Cortisol, the stress hormone, was reduced in just 20 minutes.

Cortisol, the stress hormone, was reduced in just 20 minutes.

A 20-minute stroll in nature is the most efficient way to reduce stress levels, new research finds.

Just 20 to 30 minutes provided the biggest drop in levels of the stress hormone, cortisol.

Critically, taking a ‘nature pill’, as the researchers call it, involves not using phones at all, not talking to anyone, or reading…

…just being in nature.

Dr MaryCarol Hunter, the study’s first author, said:

“We know that spending time in nature reduces stress, but until now it was unclear how much is enough, how often to do it, or even what kind of nature experience will benefit us.

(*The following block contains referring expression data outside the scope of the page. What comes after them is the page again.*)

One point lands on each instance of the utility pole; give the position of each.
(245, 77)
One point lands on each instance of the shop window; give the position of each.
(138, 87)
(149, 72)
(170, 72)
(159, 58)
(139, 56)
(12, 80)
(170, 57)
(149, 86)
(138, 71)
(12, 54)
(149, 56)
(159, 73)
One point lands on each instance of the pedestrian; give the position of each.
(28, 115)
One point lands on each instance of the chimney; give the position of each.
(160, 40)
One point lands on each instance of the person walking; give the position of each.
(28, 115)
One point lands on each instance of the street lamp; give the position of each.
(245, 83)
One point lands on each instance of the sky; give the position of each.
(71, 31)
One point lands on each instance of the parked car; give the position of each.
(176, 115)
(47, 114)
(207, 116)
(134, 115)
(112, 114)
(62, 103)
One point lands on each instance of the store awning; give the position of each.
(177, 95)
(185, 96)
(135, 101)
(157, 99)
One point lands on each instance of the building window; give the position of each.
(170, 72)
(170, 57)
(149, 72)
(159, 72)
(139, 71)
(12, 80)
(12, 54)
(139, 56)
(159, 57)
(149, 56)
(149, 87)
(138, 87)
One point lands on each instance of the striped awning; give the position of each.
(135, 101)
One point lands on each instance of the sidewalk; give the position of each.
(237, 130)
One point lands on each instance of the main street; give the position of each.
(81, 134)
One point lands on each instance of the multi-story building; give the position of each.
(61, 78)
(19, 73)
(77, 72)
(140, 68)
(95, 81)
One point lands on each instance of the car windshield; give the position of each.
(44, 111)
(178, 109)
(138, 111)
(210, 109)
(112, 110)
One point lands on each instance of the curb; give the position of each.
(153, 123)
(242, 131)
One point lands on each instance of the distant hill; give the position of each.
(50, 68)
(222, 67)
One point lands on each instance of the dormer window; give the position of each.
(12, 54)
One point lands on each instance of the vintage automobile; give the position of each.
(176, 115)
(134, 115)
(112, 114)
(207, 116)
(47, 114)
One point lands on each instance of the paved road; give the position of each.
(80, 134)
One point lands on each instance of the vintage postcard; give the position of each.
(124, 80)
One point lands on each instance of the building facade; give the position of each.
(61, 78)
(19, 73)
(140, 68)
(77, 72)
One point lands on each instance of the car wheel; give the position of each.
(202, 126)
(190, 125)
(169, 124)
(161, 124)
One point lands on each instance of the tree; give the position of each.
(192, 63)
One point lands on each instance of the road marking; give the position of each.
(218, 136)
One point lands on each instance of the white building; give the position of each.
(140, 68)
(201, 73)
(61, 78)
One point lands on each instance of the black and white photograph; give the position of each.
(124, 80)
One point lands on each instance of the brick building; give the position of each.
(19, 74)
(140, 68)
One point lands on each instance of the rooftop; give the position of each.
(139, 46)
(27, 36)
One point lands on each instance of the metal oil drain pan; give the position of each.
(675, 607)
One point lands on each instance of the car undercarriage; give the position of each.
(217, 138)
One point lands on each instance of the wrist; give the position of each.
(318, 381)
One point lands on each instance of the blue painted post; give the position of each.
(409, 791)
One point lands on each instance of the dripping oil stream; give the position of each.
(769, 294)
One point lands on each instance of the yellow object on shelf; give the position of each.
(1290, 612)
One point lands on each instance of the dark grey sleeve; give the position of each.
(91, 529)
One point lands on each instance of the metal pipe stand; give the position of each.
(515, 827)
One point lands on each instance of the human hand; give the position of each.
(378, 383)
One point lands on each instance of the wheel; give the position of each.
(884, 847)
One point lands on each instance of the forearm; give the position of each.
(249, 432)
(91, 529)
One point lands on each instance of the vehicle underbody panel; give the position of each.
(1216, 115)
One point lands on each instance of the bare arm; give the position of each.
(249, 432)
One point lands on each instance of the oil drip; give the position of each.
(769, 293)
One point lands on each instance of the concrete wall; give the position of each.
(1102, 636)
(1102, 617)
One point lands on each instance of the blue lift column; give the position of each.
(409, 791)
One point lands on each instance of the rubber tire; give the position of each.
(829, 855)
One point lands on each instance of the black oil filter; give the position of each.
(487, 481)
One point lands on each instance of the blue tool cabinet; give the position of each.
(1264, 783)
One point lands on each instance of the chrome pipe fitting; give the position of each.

Our study shows that for the greatest payoff, in terms of efficiently lowering levels of the stress hormone cortisol, you should spend 20 to 30 minutes sitting or walking in a place that provides you with a sense of nature.”

Over 8 weeks, 36 people living in the city were asked to take a walk in nature of at least 10 minutes.

They had their cortisol levels measured before and after.

Dr Hunter explained:

“Participants were free to choose the time of day, duration, and the place of their nature experience, which was defined as anywhere outside that in the opinion of the participant, made them feel like they’ve interacted with nature.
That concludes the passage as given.